SMITH COUNTY, Texas (KLTV) - 127 years of Smith County history lines the shelves at the Cotton Belt building in Tyler.
Tuesday, Smith County Commissioners heard a plan to preserve those records that date back more than 170 years.
As you walk through the 1st floor of the Cotton Belt building, nostalgia hits. It’s the smell you experience when opening up an old library book.
Leather bound books filled with more than 170 years of history, dating back to 1846.
“State and federal tax liens, deeds of trust, abstract of judgment, the soldier and sailor deed records,” Smith County Clerk Karen Phillips says.
All deemed permanent records because of their historic value; so much value that the Smith County Clerk has proposed a preservation project to save these wilting pages before it’s too late.
“We have an obligation to protect them and to preserve them,” Phillips says.
County Clerk Karen Phillips, along with KoFile, a record preservation company, are proposing a project that would restore more than 2,000 volumes of material for a cost of $6,000,000.
“It is a phenomenal amount of work, it’s a phenomenal amount of data and information, it’s roughly 75,000 pounds of paper, which is a lot and that’s the history of your county. There is not a person in this court that doesn’t have something to do with those records. Your house, your relatives’ houses, it’s the history of the county,” KoFile employee Chris Marotti says.
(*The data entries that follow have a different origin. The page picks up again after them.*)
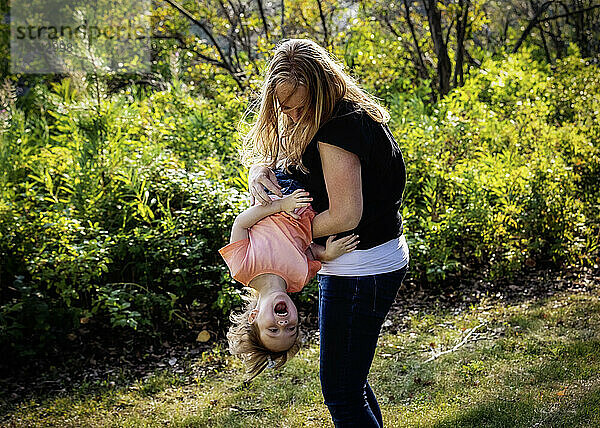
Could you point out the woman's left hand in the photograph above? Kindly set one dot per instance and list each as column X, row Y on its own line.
column 334, row 249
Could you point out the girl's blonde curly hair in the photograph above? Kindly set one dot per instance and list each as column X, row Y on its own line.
column 273, row 139
column 244, row 340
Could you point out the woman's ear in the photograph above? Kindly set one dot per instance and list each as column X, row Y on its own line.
column 252, row 316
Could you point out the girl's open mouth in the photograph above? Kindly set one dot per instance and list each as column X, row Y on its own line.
column 281, row 309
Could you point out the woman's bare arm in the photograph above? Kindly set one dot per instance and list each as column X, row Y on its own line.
column 342, row 173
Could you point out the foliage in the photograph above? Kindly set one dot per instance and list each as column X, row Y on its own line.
column 496, row 173
column 113, row 205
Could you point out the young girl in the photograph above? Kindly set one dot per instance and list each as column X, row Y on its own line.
column 270, row 251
County Clerk Phillips pointed out that the county does have a budget specifically for record management and preservation, that holds about $6.5 million.
“I think that the commissioners will go ahead and sign the contract, they know that the money is there, legislation made it my responsibility to preserve and protect the documents,” Phillips says.
Smith County Commissioners are expected to vote on the proposal at their next meeting on July 23.